Director and screenwriter Bill Condon, who brought to life Breaking Dawn Part 1 and Part 2 (2011-2012), Dreamgirls (2006), and Chicago (2002), returns with this year’s box-office hit, Beauty and the Beast. Condon’s film explores an enchanting romance that blossoms between a cursed prince and a beautiful girl named Belle. Like the animated version, the film is set in the quaint French village of Villeneuve, which is home to Belle, portrayed by Harry Potter alum Emma Watson, a confident and independent young girl. At the opening of the film, we are quickly introduced to Luke Evans’ remarkably convincing Gaston and his sidekick LeFou, played by Josh Gad. Though recognizing Gad’s voice as the talking snowman Olaf from Disney’s animated Frozen was distracting, his rendition of Gaston’s quirky best friend and admirer was so spot-on that the scene was able to hold its own.

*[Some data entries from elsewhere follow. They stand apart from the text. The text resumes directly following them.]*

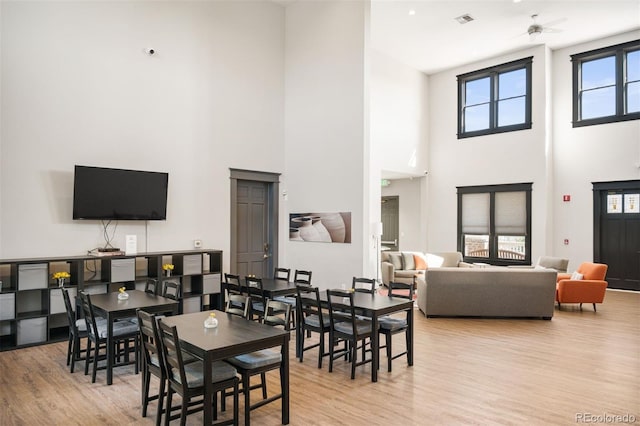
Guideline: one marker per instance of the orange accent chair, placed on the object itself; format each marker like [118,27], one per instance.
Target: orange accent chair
[590,289]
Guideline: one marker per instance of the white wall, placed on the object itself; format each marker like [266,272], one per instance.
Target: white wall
[582,155]
[399,116]
[326,145]
[411,212]
[399,139]
[513,157]
[78,88]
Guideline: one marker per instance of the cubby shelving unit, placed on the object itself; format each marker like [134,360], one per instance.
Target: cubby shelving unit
[32,310]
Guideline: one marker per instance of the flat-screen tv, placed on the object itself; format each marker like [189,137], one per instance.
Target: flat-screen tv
[117,194]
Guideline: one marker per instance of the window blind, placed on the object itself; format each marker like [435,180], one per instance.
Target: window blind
[475,213]
[511,213]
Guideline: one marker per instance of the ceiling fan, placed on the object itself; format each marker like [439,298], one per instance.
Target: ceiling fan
[535,30]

The film’s representation of Villeneuve is reminiscent of the 1991 animated version, with expert set design that captures the beauty of the charming small town.

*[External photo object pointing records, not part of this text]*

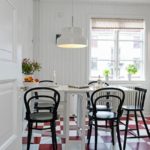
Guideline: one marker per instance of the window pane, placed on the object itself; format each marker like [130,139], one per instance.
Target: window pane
[97,68]
[102,34]
[131,50]
[133,35]
[102,50]
[123,74]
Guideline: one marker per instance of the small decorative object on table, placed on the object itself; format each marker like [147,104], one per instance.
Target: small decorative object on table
[131,69]
[106,73]
[28,68]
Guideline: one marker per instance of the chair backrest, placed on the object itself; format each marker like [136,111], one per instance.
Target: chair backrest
[94,82]
[47,94]
[46,83]
[41,81]
[88,94]
[113,96]
[140,94]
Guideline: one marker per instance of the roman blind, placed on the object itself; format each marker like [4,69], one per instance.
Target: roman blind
[117,23]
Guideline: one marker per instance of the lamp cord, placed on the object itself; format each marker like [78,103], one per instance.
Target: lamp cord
[72,13]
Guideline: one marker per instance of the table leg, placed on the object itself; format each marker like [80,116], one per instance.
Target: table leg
[66,120]
[83,121]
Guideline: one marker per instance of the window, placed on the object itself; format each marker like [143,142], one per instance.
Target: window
[115,44]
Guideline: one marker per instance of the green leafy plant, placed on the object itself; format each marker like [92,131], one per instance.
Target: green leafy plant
[106,72]
[131,69]
[29,67]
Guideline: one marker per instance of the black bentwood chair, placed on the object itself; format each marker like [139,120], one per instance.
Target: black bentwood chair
[43,105]
[138,106]
[100,107]
[41,117]
[115,97]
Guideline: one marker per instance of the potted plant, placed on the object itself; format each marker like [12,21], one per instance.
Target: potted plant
[28,68]
[131,69]
[106,73]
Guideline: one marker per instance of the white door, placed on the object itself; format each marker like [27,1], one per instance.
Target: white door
[10,110]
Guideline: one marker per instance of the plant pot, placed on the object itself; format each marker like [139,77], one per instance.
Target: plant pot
[106,78]
[129,77]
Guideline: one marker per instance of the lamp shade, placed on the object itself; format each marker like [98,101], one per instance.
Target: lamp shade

Following the story of the animated feature, Condon’s film takes Belle on an adventure through the woods to meet the beast (played by Downton Abbey alum Dan Stevens) and his servants, all introduced through a seamless incorporation of computer generated images into a live action film. The stellar cast helps create a magical atmosphere surrounding the classic musical number “Be Our Guest,” as well as a few original pieces that highlight the beast’s humanity. In contrast to the animated original, the remake uniquely develops the character of the beast as a troubled prince with a difficult childhood, prompting audience members to identify with his backstory and empathize with his decisions and struggles.

…the remake uniquely develops the character of the beast as a troubled prince with a difficult childhood, prompting audience members to identify with his backstory and empathize with his decisions and struggles.

I first saw the movie during its premiere in Hawaii, in the reclining seats of the Ōlino theatres at Kapolei’s newest mall, Ka Makana Ali`i. While the comfort of putting my feet up in the theatre may have elevated my watching experience, the film has managed to put a two-hour long smile on my face each of the four times I have seen it.

Whether you are a fan of the original animation or not, the original music, delightful characters, and breathtaking settings of this live action version makes seeing it worthwhile. For audience members who have never connected with Disney princess stories, this live action revamp provides a refreshing dose of reality through its character’s authentic mannerisms and dialogue. Condon’s film balances the idealistic romance between Belle and the beast with barbarous fight scenes and the superficiality of small-minded villagers.

Longtime fans of the animated version will be excited over the film’s dedication to the original story. The choice to include the iconic dinner scene and maintain the caring and lighthearted nature of the castle staff is a testament to the film’s admiration of the original animation, while also providing fans with a fresh look at the characters that the original film brought to life.

After four weeks of being in theaters, Beauty and the Beast continues to gain fans as it tops the $900 million mark in worldwide box office sales, and $400 million in the United States. The magical telling of this classic tale is resonating with a diverse international audience. After only seeing the film once, I went home in a trance, with my mind continuously replaying every conversation, dance, and lyric that caused me to leave the theatre with a beaming smile on face and tears in my eyes. Disney’s newest hit will definitely be remembered for its beauty and unique adaptations of the original animation, and I encourage everyone who has not seen it or who doesn’t think they will like it to watch it sometime.